The pipeline reality is that computational methods — including AlphaFold-based SBDD and generative molecular design — are most powerful at the earlier stages of drug discovery: target identification, hit generation, and lead optimisation. These are precisely the stages where traditional drug discovery is most expensive and time-consuming. The FDA approval process itself — Phase I, II, and III clinical trials — remains a biological and regulatory process that computational tools cannot shortcut. A company that reduces lead identification from 18 months to 3 months still faces the same 10-15 year clinical development timeline as its traditional competitors.

This has important implications for investment. The companies that will create the most value from computational drug design are not necessarily those that discover the most drugs, but those that build the most defensible data-generating assets and the most scalable platforms for applying those assets across multiple therapeutic areas. Platform value is accumulative: each programme generates data that trains better models and validates more biological hypotheses, creating a widening competitive moat over time.

The European Computational Biology Ecosystem

Europe has several structural advantages in computational biology that are worth acknowledging. The European Bioinformatics Institute in Cambridge, the Pasteur Institute in Paris, the Max Planck Institute for Biophysical Chemistry in Göttingen, and the Wellcome Sanger Institute are among the world's most productive computational biology research institutions. DeepMind itself, while now part of Alphabet, was founded in London and maintains significant research operations here.

The regulatory environment in the EU, while more conservative than the FDA in some respects, is becoming more sophisticated in its treatment of AI-assisted drug discovery. The EMA's PRIME designation scheme for breakthrough therapies is applicable to AI-discovered compounds, and the agency has published increasingly detailed guidance on the use of computational predictions in regulatory submissions.
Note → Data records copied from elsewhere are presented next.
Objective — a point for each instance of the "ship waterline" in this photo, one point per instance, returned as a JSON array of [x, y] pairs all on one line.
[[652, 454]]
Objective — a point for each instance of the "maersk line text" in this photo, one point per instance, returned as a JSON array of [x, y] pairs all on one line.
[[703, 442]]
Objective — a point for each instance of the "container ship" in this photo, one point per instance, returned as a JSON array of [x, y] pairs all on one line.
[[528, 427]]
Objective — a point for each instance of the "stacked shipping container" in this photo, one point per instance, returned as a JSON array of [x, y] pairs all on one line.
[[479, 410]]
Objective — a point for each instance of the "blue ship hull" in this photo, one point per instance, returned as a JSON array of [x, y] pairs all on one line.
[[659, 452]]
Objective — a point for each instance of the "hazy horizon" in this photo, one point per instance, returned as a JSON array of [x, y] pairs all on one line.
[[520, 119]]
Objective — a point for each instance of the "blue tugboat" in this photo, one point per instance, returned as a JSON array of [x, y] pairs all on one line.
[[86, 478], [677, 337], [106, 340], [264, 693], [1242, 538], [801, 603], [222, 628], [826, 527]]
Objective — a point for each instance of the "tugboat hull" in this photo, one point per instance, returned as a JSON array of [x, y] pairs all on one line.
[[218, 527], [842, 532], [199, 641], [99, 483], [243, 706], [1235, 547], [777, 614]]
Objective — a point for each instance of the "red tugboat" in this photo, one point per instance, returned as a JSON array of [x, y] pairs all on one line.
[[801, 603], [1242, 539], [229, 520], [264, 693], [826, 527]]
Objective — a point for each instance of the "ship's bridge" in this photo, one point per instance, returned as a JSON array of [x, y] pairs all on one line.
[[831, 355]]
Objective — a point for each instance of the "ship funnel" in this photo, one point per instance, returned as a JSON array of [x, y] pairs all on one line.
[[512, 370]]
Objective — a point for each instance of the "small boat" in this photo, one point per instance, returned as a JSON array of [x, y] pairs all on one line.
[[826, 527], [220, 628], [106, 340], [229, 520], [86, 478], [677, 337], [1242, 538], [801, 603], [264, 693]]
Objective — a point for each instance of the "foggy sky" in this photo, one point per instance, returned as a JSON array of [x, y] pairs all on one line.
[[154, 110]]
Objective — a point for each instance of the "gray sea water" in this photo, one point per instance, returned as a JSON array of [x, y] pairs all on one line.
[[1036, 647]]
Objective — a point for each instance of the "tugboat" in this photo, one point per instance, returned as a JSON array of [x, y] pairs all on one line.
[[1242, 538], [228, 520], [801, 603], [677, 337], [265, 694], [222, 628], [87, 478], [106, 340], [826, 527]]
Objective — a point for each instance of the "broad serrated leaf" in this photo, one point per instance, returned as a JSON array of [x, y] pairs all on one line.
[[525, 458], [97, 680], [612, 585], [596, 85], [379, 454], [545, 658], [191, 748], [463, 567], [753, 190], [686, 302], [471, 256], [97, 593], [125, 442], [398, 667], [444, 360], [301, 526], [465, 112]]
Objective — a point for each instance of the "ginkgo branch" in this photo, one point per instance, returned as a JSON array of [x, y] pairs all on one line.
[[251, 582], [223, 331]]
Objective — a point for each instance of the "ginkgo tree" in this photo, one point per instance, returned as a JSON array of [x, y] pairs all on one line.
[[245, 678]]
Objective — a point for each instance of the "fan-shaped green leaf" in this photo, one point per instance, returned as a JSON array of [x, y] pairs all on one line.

For companies building products targeting European markets, understanding the regulatory pathway for computationally derived data is a strategic advantage.

At Lumino Capital, we are actively building our pipeline of investments at the intersection of structural biology, computational chemistry, and therapeutic development. The combination of a stronger academic base, more affordable computational talent relative to San Francisco, and access to first-class hospital systems for translational biology makes Europe a compelling location for the next generation of companies in this space. We believe the companies that will transform drug discovery over the next decade will include several built in London, Munich, Amsterdam, and Stockholm.

Conclusion

The protein folding revolution has genuinely transformed the landscape for therapeutic drug design. AlphaFold2 has removed a long-standing structural biology bottleneck and enabled applications of structure-based drug design across the entire human proteome for the first time. The generative AI models that are being trained on this structural data are beginning to demonstrate genuine capability in novel molecular design, as evidenced by compounds entering clinical trials. The undruggable proteome — the 80 percent of disease-relevant proteins that have resisted traditional drug discovery — is becoming more tractable.

These developments create a compelling opportunity for investors who understand both the biology and the technology. The companies that will succeed are those that combine deep scientific expertise in structural biology and medicinal chemistry with genuine machine learning capability, and that build the data generation infrastructure needed to train models that improve over time. Those companies exist, they are being founded by some of the best-trained scientists in Europe, and they represent — in our view — one of the most important investment categories of the coming decade.